We need to call it what is: There are certain people in power, specifically white males of privilege in America, who've never believed in Dr. King's dream, who do not want to see diverse people come together in any form, not as voters, not as citizens, not as human beings, and certainly not as a threat to a power structure they've maintained since the "founding" of this nation. They do not need to call themselves the Ku Klux Klan or the White Citizens Council in 2013. They simply wear business suits or the black robes of justice, talk about democracy as if they practice it themselves, then they do everything they can to concentrate and consolidate power in the hands of a few. That is the crux of the matter.
Thus since those years when I was in college these efforts to sweep away the very small victories of the Civil Rights Movements have taken on the shape of returning America to "faith" and "values", of the language of "taking back our country"; of protecting us from "illegal" immigrants; of only honoring and acknowledging love and "marriage" as defined by them; of suggesting that Affirmative Action, designed to correct centuries of racism in America, is itself racist against White Americans. And far too many White Americans, and not only conservative Whites, either, have unwittingly bought into these lies, only able to see the world through the prism of their skin color and skin privilege, as dominant today as it was in the years of Dr. King, albeit it in different forms. The scenes have changed but many of the racial themes remain the same.
Yes, I sincerely believe in my heart and soul that we are all sisters and brothers. This is my life work as an activist, as a writer, as a speaker, to bring people together, to be a bridge-builder. But it will not be that way if what the Supreme Court did to the Voting Rights Act is as not as offensive to you as it is to me. If you do not protest it, by whatever method you can, as matter-of-factly as I am doing. If you, we, do not understand that you are not free if I am not free, that I am not free if you are not free.
In the meantime what will happen now is that states will move to implement unfair voter I.D. laws that will throw us back to the days of black Americans having to prove they are citizens by "tests" created by local White males running those jurisdictions. What will happen now, because of the very ambiguous Supreme Court decision earlier in the week on Affirmative Action, will be more and more lawsuits filed by Whites citing racial discrimination in college admissions procedures.
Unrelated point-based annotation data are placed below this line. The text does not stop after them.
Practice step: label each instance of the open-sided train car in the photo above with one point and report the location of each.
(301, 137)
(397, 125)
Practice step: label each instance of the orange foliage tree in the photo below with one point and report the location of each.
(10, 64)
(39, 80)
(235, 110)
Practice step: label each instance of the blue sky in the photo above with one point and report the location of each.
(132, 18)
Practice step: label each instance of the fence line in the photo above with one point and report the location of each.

The great irony of this last matter is that I make my living doing speeches, workshops, and residencies at colleges and universities nationwide, and have been doing so for the past two decades. I have not witnessed, with my own eyes, the slots being taken at the table of American higher education that some are claiming. In fact many of these schools are terribly underdeveloped in the area of multiculturalism, with barely any students of color on their campuses, and even more deficient in terms of how their curriculum, regardless of major, speaks, or not, to the contributions of every human culture, and not simply one dominant group.
But, as my mother said to me as a child, if a lie is allowed to go on and on, unchecked and unchallenged, for a long period of time it suddenly becomes the truth. And this is what the right-wing movement in America has been doing for all intents and purposes from the moment Dr. King was killed in April 1968. They have been figuring out, by any means necessary, how to murder a dream before it is ever allowed to fully bloom.